Certainly, module global variables not having docstring is not documented even if :undoc-members:.
Wow, this issue was created in 2012. Are there any plans of making sure undocumented constants make it to the doc when using :undoc-members:
?
While six years, nobody had not tried to fix this. How about you? PR is always welcome :-)
haha! guess no one has been lazy enough to complain about having to doc their constants
On Sep 1, 2018, at 12:50 AM, Takeshi KOMIYA notifications@github.com wrote:
While six years, nobody had not tried to fix this. How about you? PR is always welcome :-)
—
You are receiving this because you commented.

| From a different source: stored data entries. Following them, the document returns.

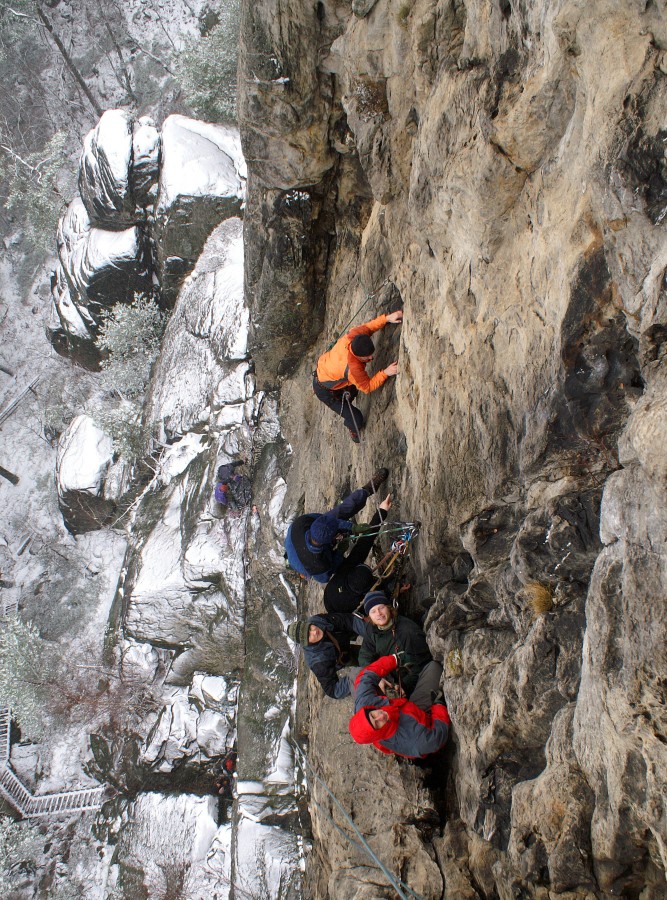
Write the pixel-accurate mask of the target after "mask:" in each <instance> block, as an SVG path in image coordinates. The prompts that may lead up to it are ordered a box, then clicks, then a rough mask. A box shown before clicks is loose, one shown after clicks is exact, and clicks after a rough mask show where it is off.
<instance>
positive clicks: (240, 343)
mask: <svg viewBox="0 0 667 900" xmlns="http://www.w3.org/2000/svg"><path fill="white" fill-rule="evenodd" d="M247 330H248V311H247V309H246V307H245V305H244V302H243V227H242V223H241V220H240V219H237V218H233V219H227V220H226V221H225V222H223V223H222V224H221V225H219V226H218V227H217V228H216V229H215V230H214V231H213V233H212V234H211V236H210V237H209V238H208V240H207V242H206V245H205V247H204V250H203V252H202V254H201V256H200V258H199V260H198V262H197V266H196V268H195V270H194V271H193V273H192V275H191V276H190V277H189V278H188V279H187V281H186V282H185V284H184V285H183V287H182V289H181V292H180V294H179V297H178V301H177V303H176V306H175V308H174V311H173V313H172V314H171V316H170V318H169V322H168V324H167V328H166V331H165V335H164V338H163V341H162V352H161V353H160V358H159V359H158V361H157V363H156V366H155V372H154V377H153V379H152V386H151V390H150V394H149V397H148V400H147V410H148V412H147V415H148V418H149V420H150V421H154V422H158V423H160V425H161V428H162V433H163V436H164V437H165V438H167V439H171V438H173V437H176V436H177V435H179V434H183V433H184V432H186V431H188V430H190V429H192V428H194V427H195V426H197V425H198V424H199V423H202V422H206V423H210V424H211V425H216V424H220V423H219V417H220V416H221V415H222V414H223V411H224V408H225V406H227V405H229V404H235V405H238V404H243V403H245V401H246V400H248V399H249V398H250V397H251V396H252V394H253V392H254V383H253V379H252V376H251V374H250V373H251V367H250V363H249V362H247V361H246V356H247ZM242 419H243V410H242V409H241V419H240V420H239V417H238V416H234V423H235V424H239V423H240V421H242Z"/></svg>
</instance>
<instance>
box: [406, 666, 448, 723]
mask: <svg viewBox="0 0 667 900" xmlns="http://www.w3.org/2000/svg"><path fill="white" fill-rule="evenodd" d="M442 671H443V670H442V666H441V665H440V663H439V662H436V661H435V660H434V659H432V660H431V662H430V663H426V665H425V666H424V668H423V669H422V670H421V672H420V674H419V679H418V680H417V684H416V686H415V689H414V691H413V692H412V693H411V694H410V700H412V702H413V703H414V704H415V706H418V707H419V708H420V709H423V710H425V711H428V710H429V709H430V708H431V707H432V706H433V698H434V697H435V695H436V694H437V693H438V691H439V690H440V679H441V678H442Z"/></svg>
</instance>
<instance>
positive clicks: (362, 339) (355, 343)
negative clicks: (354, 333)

Reply to this email directly, view it on GitHub, or mute the thread.
Ok @tk0miya, see #5387.
@tk0miya, do you know how I could differentiate from objects defined in the module between those imported? That was the roadblock I hit whilst implementing a solution for this ticket in #5387.
AFAIK, there are no way to investigate it. All classes and functions have __module__ attribute indicates where the object defined. But instances does not have it.
I guess our pycode module (sphinx.pycode) help it.
I'll take a look after releasing 1.8.0.
Thank you for your help.
You can work around this by adding your constants to __all__. This is tedious though.
Fixed by #6423 .
Thank you for reporting.
Reopened now. Because #6423 causes some troubles. I'll try this again in future version.